Netanjahu schaltet auf stur

Der israelische Ministerpräsident läßt das für heute in Washington vorgesehene Gipfeltreffen platzen. Vorerst kein weiterer Teilrückzug aus Palästina  ■ Aus Jerusalem Georg Baltissen

Die US-Regierung hat das für heute vorgesehene israelisch-palästinensische Gipfeltreffen in Washington abgesagt. US-Unterhändler Dennis Ross hatte das ganze Wochenende über vergeblich versucht, Israels Regierungschef Benjamin Netanjahu zu einer Annahme der US-Vorschläge über einen 13prozentigen Teilrückzug zu bewegen. Er war auf ausdrückliches Ersuchen Netanjahus am Freitag in Israel eingetroffen und mehrfach mit Netanjahu zusammengekommen. Weder Ross noch Netanjahu gaben offizielle Erklärungen zum Inhalt ihrer Gespräche ab. Nach einem Treffen mit Palästinenserpräsident Jassir Arafat in Ramallah erklärte Ross lediglich: „Die Differenzen sind nicht groß, aber sie bestehen weiter.“

Nach dem Londoner Treffen vor einer Woche hatte die US-Regierung beide Parteien nach Washington eingeladen unter der Bedingung, daß zuvor eine Einigung über den zweiten israelischen Teilrückzug gefunden werden müsse. Während die Palästinenser dem US-Vorschlag zugestimmt haben, will Israels Regierung nur einen Rückzug zwischen 9 und 11 Prozent akzeptieren. Bevor Ross gestern in die USA zurückkehrte, traf er mit Israels Präsident Ezer Weizman zusammen. Weizman erklärte danach, jeder, der von einem Fortschritt im Friedensprozeß spreche, sage schlicht die Unwahrheit.

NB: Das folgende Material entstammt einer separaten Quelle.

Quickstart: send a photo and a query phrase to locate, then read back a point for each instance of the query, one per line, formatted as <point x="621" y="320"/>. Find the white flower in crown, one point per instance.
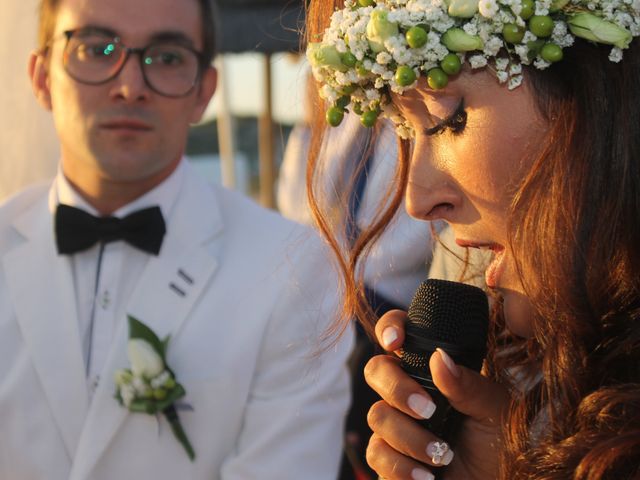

Das vorgesehene Gipfeltreffen zwischen US-Präsident Bill Clinton, Netanjahu und Arafat soll jetzt eventuell Mitte oder Ende Mai nachgeholt werden. Allerdings sind die Aussichten so vage wie der Termin. Nach Presseberichten waren die Gespräche zwischen Ross und Netanjahu nicht gerade von freundlicher Atmosphäre geprägt. Im israelischen Fernsehen erklärte Netanjahu wiederholt, er werde sich keinem „US- Diktat“ beugen. Er warf der US- Regierung vor, vertragsbrüchig zu sein. „Wir halten das Begleitschreiben von US-Außenminister Warren Christopher in Händen. Danach bestimmt Israel allein über seine Sicherheit und den Umfang des Rückzugs“, sagte Netanjahu unter Verweis auf den Zusatzbrief zum Hebron-Abkommen. „Keine Regierung der Welt wäre so verantwortungslos, den Schutz ihrer Frauen und Kinder preiszugeben“, sagte er in Anspielung auf die israelischen Siedler. Ungewollt bestätigte er damit, welch großes Hindernis die Siedlungen für den Friedensprozeß sind.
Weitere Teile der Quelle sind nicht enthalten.